The exhibition’s title is both a call to action and an invitation for the viewer to engage with the art on display, fitting perfectly with the exhibition’s focus: Saar’s costume design. This robe appears opposite and in conjunction with her costume design work from the late 1960s and early 1970s. Saar’s work fills the large vitrine in the gallery’s center with sketches, facsimiles, and photographs. Next to playbills of the shows she designed for are colorful drawings of costumes and composite characters she foregrounds with grace and technical precision. Elsewhere in the exhibition space is clothing she created—both before and after 1974—as well as sketches from her Field Museum trip.
This show is part of Neubauer’s Panafrica: Histories, Aesthetics, Politics, an ongoing multiyear research project. In collaboration with the Art Institute of Chicago (AIC) and the Field Museum, this project explores the connections between Pan-African politics and culture. This project recently produced the AIC’s special exhibition Project a Black Planet: The Art and Culture of Panafrica, a review of the evolution of Pan-African thought through art. Where the AIC show fails to deliver a clear message because its themes, pieces, and layout lack a cohesive structure, this exhibition succeeds by limiting its scope and establishing a clear goal. As outlined by curator Dieter Roelstraete in the exhibition’s opening remarks, the goal of the show is to expose the continuities in Saar’s design work before this fateful encounter and the assemblages she had been shifting her energies toward during the early- to mid-1970s.
A personal favorite of mine among these is Burlesque Is Alive: Stagolee (1970). A drawing of Stagolee in full, standing as if to take measure of the horizon, looks longingly past the viewer. Smaller drawings of his coat and hat join the notes Saar made to provide further details about the look. Saar notably has stapled the fabrics intended to compose the costume onto the drawing. This decision empowers the viewer to compare the colored drawing with the actual product, matching visual and imagined with tactile and concrete. While viewing this piece, I found a sense of both calm and wonder within me. Seeing an oft-overlooked aspect of the design process for a production take center stage led me to question how costume design, like fashion, has a natural connection to art. It also led me to question how these works connected to Bamoi / Bamum Robe.
While these pieces provide an excellent overview of her work prior to becoming a contemporary artist, the show at times falls short of providing more than an overview. Some of the works, such as Cheetah Dress (1969), transcend this label of “summary” and provide a great example of how her work pre-1974 matches her work after 1974. However, the vast majority viewers may only perceive her works after her encounter with the robe as “fine art,” leaving it up to the viewer’s standards of what defines art. I was more impressed with her skill as costume designer than I was interested in making the connection between costume design and her assemblages.

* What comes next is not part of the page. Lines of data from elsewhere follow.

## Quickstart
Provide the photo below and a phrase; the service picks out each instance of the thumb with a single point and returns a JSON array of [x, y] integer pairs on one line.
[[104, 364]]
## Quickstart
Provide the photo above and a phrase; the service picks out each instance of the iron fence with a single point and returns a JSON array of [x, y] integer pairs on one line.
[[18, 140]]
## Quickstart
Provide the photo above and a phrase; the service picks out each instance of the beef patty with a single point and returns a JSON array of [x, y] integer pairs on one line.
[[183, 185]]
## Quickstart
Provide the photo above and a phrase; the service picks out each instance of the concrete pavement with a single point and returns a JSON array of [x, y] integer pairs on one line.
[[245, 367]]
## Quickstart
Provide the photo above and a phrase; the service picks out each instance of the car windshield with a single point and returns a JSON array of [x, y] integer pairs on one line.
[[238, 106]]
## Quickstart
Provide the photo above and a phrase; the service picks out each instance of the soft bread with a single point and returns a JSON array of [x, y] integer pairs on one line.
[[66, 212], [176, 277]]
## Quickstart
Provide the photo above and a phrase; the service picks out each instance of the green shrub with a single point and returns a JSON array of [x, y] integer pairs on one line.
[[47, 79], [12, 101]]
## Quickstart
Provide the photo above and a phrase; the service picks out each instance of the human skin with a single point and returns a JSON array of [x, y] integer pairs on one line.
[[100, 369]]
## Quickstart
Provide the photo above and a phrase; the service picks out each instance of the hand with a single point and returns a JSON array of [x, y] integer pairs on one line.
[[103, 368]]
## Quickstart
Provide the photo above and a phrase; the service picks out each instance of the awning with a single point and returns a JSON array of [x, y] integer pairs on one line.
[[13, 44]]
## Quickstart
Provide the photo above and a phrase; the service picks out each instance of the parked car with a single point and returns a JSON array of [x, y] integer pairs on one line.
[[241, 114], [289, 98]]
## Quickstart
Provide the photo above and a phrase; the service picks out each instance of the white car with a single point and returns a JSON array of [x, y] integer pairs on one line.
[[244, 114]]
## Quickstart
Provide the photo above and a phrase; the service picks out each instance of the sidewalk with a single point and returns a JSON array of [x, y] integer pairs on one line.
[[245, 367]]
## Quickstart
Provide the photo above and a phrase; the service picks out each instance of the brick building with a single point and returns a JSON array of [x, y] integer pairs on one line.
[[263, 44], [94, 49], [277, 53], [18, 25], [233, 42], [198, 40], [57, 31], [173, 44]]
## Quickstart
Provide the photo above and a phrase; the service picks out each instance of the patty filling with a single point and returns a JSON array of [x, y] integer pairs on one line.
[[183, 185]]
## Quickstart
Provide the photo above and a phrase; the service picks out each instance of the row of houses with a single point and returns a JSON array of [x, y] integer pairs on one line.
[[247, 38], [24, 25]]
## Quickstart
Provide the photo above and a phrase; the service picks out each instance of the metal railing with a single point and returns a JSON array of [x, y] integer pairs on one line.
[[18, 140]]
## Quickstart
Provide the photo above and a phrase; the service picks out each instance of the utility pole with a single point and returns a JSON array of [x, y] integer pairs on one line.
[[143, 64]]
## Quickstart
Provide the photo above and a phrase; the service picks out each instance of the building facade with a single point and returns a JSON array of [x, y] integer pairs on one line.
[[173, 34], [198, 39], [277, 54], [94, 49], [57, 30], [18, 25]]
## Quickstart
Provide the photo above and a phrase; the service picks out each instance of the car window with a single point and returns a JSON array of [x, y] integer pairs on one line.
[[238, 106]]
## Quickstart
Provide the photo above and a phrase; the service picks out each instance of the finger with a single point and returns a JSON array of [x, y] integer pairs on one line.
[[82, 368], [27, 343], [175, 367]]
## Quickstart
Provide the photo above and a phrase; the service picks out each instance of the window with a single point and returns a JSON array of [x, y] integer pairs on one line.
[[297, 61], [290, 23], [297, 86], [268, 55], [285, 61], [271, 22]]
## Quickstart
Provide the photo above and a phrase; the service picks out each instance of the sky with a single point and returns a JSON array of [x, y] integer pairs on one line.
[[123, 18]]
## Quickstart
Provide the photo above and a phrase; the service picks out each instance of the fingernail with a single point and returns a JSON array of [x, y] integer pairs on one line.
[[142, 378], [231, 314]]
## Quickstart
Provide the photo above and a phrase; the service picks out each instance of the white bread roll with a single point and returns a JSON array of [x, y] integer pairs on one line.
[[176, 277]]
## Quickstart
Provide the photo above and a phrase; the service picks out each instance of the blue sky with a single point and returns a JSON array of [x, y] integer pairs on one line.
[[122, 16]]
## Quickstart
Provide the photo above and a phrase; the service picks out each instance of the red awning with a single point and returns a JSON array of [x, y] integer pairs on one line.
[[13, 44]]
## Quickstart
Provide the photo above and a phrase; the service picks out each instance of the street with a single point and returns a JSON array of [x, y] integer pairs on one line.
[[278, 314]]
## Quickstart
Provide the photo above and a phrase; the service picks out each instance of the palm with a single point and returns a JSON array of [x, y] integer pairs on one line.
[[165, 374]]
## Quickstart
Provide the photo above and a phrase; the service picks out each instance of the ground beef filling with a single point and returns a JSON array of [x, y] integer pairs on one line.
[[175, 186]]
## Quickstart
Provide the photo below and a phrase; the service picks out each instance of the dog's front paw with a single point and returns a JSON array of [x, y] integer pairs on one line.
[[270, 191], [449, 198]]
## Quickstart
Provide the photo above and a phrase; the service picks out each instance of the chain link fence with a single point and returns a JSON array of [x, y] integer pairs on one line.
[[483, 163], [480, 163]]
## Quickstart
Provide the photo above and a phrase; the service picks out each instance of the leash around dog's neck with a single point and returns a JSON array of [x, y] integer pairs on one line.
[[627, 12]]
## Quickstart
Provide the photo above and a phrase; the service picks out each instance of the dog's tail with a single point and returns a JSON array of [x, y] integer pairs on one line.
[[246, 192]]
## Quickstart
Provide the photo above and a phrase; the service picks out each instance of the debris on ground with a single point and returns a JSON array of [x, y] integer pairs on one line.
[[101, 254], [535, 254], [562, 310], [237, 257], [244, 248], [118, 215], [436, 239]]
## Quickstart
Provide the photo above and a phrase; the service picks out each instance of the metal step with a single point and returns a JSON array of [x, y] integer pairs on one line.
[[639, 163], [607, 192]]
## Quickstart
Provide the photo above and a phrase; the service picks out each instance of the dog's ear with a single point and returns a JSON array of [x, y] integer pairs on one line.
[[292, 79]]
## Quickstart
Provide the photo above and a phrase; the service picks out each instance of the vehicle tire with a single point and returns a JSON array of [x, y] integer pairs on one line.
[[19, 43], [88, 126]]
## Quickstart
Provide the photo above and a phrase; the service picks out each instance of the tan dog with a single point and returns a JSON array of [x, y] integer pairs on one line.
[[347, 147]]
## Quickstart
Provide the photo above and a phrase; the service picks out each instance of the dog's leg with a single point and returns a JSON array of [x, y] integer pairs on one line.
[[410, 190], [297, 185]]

The exhibition also self-sabotages in a way: while evocative, the exhibition lacks the necessary context in both artwork and information for visitors to draw a substantial message from the exhibition alone. Perhaps making this distinction clearer would have delivered a stronger message for the viewer. Regardless, Let’s Get It On: The Wearable Art of Betye Saar serves as a fine introduction to Saar’s pre-1974 work and the origins of her artistic metamorphosis. This single, profound encounter serves as a microcosm through which we can begin to understand the essence of inspiration and tradition.